Whisper-Medusa: The Faster and Open-Source Speech Recognition Model Outperforming OpenAI’s Whisper

aiOla, an Israeli AI startup, has recently launched an open-source speech recognition model called Whisper-Medusa. This new model is 50% faster than OpenAI’s Whisper, thanks to its innovative “multi-head attention” architecture. Whisper-Medusa can predict more tokens at a time than its predecessor, offering faster and more seamless speech-to-text conversions. The model’s code and weights are available on Hugging Face under an MIT license that allows for both research and commercial usage.

Whisper-Medusa builds on the success of Whisper, which has become the gold standard in speech recognition. Whisper is widely used in sectors like healthcare and fintech, enabling tasks such as transcription and powering multimodal AI systems. However, aiOla aims to take speech recognition to the next level by developing a model that is even faster than Whisper.

To achieve this, aiOla modified Whisper’s architecture by adding a multi-head attention mechanism. This mechanism allows the model to attend to information from different representation subspaces simultaneously, resulting in a 50% increase in speech prediction speed. Importantly, despite the speed improvement, Whisper-Medusa maintains the same level of accuracy as Whisper.

The training process for Whisper-Medusa involved a machine-learning approach called weak supervision. aiOla froze the main components of Whisper and used audio transcriptions generated by the model as labels to train additional token prediction modules. Currently, Whisper-Medusa can predict ten tokens at a time, but aiOla plans to expand to a larger version capable of predicting 20 tokens at a time.

According to Gill Hetz, aiOla’s VP of research, improving the speed and latency of language and learning models (LLMs) is easier compared to automatic speech recognition systems.
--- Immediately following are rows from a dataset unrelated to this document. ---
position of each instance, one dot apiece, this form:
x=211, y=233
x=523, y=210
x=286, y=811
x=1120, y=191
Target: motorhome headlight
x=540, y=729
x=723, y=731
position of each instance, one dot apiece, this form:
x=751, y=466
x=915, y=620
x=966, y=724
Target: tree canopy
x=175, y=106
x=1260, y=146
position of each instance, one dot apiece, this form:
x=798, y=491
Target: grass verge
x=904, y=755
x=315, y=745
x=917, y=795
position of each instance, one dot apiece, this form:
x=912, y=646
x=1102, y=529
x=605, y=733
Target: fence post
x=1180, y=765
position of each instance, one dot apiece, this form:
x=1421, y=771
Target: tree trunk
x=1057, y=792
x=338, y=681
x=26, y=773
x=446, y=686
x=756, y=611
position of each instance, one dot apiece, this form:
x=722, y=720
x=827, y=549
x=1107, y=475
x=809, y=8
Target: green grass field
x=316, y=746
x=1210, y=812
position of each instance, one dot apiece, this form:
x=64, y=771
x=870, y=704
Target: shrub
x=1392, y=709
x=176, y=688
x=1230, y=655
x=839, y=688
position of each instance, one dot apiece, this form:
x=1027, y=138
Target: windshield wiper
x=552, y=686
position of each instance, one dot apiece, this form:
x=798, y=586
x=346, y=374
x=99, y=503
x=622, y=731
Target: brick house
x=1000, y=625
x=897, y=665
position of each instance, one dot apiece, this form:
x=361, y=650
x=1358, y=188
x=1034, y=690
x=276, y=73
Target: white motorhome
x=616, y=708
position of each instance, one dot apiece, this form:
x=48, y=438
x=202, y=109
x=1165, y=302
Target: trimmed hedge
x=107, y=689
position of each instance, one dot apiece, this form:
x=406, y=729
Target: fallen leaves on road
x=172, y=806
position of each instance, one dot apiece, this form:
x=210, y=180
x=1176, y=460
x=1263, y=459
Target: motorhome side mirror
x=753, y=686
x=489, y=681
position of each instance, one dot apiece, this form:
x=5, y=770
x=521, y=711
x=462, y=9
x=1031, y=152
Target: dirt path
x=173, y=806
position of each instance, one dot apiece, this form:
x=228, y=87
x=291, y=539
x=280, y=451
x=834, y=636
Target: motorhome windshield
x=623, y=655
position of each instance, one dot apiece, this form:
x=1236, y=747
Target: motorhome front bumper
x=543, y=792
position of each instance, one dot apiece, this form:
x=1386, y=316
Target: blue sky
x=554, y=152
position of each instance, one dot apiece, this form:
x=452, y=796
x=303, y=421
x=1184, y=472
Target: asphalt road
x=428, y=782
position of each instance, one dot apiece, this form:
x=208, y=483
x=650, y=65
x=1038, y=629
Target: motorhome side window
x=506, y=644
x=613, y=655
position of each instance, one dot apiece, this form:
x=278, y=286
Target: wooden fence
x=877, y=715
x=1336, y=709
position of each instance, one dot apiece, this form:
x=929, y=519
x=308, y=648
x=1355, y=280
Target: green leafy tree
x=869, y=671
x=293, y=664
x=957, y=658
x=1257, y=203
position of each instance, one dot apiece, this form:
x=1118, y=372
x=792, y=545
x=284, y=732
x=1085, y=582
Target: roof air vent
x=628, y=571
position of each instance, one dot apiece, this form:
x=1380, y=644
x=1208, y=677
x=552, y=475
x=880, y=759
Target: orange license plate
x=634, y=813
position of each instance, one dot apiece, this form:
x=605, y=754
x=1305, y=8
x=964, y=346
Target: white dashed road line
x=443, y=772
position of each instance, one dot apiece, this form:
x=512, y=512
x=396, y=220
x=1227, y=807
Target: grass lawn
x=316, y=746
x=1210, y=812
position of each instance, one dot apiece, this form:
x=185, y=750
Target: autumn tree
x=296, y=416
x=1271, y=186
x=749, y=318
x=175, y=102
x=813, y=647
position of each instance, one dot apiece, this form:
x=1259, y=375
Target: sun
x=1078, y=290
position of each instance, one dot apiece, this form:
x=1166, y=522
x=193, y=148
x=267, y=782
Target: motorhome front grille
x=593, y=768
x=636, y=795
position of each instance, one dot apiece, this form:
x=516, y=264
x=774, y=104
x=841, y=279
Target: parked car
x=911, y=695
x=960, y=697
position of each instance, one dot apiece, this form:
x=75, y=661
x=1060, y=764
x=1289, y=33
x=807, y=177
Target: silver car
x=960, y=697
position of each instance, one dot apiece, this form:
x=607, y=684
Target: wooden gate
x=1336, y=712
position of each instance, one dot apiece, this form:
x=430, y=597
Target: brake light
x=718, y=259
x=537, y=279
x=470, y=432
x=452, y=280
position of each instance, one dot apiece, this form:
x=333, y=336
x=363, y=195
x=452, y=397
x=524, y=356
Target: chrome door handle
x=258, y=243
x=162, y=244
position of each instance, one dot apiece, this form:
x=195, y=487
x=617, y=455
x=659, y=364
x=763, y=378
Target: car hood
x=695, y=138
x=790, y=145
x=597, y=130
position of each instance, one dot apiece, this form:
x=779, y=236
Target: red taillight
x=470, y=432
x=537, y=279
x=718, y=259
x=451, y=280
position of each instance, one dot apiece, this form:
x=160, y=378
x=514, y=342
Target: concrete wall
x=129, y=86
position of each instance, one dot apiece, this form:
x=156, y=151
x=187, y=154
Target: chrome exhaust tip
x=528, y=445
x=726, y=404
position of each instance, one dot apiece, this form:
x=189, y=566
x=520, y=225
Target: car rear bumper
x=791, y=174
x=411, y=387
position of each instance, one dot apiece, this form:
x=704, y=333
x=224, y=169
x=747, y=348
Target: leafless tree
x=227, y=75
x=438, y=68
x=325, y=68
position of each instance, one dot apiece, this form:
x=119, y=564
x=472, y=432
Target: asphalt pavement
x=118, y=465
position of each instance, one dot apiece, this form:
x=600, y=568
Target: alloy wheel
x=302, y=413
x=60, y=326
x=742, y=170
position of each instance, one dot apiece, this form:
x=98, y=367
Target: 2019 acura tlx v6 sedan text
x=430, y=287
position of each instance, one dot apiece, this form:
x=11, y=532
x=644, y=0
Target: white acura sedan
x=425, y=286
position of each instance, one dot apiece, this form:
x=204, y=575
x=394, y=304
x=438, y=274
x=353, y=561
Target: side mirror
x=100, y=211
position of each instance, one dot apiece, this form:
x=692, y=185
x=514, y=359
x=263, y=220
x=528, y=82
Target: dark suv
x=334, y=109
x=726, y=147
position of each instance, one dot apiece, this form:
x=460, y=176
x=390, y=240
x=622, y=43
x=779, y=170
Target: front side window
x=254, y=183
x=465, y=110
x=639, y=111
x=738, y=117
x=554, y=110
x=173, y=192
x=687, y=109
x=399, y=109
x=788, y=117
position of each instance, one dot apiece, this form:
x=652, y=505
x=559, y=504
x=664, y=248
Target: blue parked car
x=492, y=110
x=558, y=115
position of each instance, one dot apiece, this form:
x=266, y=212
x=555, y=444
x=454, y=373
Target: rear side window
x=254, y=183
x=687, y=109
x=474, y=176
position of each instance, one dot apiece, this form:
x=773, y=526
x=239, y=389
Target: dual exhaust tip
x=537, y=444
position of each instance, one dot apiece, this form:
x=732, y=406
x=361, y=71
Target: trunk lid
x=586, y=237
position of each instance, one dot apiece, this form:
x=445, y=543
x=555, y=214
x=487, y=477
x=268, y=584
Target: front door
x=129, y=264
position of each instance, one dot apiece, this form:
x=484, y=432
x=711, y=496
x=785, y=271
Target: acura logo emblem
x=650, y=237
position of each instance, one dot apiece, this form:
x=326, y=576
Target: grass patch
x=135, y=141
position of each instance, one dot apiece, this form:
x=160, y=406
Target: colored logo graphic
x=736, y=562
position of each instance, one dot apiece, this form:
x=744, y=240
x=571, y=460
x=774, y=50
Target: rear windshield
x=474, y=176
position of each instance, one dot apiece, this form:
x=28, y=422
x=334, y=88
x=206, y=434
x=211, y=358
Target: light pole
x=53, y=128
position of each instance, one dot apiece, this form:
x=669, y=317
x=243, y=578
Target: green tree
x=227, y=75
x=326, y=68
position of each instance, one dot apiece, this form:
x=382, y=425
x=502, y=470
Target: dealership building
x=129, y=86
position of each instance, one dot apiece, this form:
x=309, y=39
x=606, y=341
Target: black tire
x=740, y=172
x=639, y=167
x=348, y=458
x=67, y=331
The novel multi-head attention approach employed by aiOla enables faster prediction speed while maintaining accuracy. This advancement in recognition and transcription speeds has the potential to revolutionize speech applications by allowing for real-time responses.

Whisper-Medusa has been tested on real enterprise data use cases to ensure its accuracy in real-world scenarios. Although Hetz did not disclose if any company has early access to Whisper-Medusa, he emphasized the benefits that real-time speech-to-text capabilities can bring to individuals and companies. Increased productivity, reduced operational costs, and faster content delivery are just some of the advantages that can be achieved with faster recognition and transcription speeds.

In conclusion, aiOla’s Whisper-Medusa offers a significant improvement in speech recognition speed without compromising accuracy. By releasing the model as open source, aiOla encourages innovation and collaboration within the AI community. The advancements in speech recognition brought by Whisper-Medusa have the potential to enhance productivity, reduce costs, and deliver real-time responses in various industries.